AFTER TAKING a long hard look at the District's preventive detention statute, the D.C. Court of Appeals declared the measure constitutional last week by a comfortable 8-to-1 margin. The decision was a timely one, coming only weeks after U.S. Attorney Charles Ruff had announced he would be using the law more frequently. Already this year he has requested preventive detention for 13 suspects, compared with a dozen for all of 1980.
The sole dissent came from Judge Julia Cooper Mack, who denounced preventive detention as unconstitutional and comparable to Lewis Carroll-style justice: "No!"No! Sentence first -- verdict afterward."
The court's majority, however, led by Chief Judge Theodore R. Newman, upheld detention for a period up to 60 days prior to trial when the prosecutor shows "clear and convincing evidence" (the statute's language) that: the detainee has been charged with a dangerous crime; his past behavior makes pretrial release a threat to public safety; and there exists a "substantial probability" that he committed the crime.
Judge John M. Ferren, who agreed that the law is constitutional, complained that Judge Newman had abandoned that "clear and convincing" standard of proof in favor of a less stringent "probable cause" standard. What Judge Newman and his colleagues did, according to his decision, was to endorse the existing standards that the government has applied for the last decade. Judge Ferren argued that defendants should also be allowed to cross-examinine witnesses and should have other procedural rights that would make detention hearings comparable to parole or probation violation proceedings. The majority said such rights do not properly belong in these hearings.

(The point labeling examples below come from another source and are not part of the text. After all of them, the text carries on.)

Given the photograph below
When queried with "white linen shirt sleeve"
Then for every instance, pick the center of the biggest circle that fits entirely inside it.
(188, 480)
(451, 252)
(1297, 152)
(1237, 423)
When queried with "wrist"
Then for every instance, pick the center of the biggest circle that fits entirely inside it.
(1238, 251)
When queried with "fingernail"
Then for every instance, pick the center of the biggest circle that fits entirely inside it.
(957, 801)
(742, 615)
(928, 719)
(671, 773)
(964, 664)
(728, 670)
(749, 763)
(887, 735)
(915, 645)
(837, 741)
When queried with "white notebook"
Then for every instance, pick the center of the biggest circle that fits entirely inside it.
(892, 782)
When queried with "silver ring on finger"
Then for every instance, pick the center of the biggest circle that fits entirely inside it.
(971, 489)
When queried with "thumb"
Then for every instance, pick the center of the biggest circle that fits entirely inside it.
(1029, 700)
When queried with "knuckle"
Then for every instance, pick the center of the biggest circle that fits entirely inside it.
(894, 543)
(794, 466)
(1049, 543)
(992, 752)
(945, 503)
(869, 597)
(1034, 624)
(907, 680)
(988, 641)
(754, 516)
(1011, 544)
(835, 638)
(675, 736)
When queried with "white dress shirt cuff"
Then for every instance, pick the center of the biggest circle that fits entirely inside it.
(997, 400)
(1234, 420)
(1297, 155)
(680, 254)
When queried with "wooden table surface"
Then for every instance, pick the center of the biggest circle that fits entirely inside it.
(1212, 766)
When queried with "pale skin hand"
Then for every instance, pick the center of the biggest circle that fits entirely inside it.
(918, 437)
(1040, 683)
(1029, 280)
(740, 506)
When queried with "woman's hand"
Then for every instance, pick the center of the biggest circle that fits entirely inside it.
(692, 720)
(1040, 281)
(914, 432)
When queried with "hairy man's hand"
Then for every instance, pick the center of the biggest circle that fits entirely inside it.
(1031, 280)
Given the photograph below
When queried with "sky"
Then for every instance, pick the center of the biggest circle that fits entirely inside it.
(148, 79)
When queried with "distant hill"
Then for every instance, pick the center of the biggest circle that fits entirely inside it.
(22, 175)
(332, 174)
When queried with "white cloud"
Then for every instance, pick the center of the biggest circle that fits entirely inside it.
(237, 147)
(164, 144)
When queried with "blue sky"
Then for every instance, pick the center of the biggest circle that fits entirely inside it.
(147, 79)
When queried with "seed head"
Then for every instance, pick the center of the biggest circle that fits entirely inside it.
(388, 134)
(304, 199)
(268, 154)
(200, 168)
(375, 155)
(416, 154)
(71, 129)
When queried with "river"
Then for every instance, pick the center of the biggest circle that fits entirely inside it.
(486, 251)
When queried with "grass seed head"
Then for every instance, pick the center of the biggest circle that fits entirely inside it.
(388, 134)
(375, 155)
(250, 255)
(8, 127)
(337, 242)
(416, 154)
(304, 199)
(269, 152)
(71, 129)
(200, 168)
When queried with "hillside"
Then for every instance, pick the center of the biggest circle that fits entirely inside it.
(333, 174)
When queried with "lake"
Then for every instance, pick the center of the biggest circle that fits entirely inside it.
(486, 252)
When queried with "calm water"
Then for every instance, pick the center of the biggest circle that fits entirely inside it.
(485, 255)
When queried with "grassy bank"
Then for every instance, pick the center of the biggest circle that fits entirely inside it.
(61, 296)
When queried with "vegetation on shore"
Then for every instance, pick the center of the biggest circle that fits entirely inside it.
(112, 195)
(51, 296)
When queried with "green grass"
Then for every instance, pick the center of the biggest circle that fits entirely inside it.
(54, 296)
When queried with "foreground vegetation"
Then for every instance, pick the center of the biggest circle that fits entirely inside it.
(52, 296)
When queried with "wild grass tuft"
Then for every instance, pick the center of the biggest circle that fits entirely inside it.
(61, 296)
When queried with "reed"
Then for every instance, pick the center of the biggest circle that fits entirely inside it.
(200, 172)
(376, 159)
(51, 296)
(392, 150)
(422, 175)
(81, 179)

Should those rights be there? The record of restraint in the use of preventive detention by the U.S. attorney's office suggests that even without them abuses of the law are likely to be rare. But we can't help remembering that judges in these hearings are being asked to jail people who have not yet been convicted. Before jailing the suspects, the judges should be pretty well convinced those suspects are guilty, and the government should not be stingy with those procedural rights that may help an innocent suspect should the police arrest the wrong person. That's why we think those hearings are a good idea.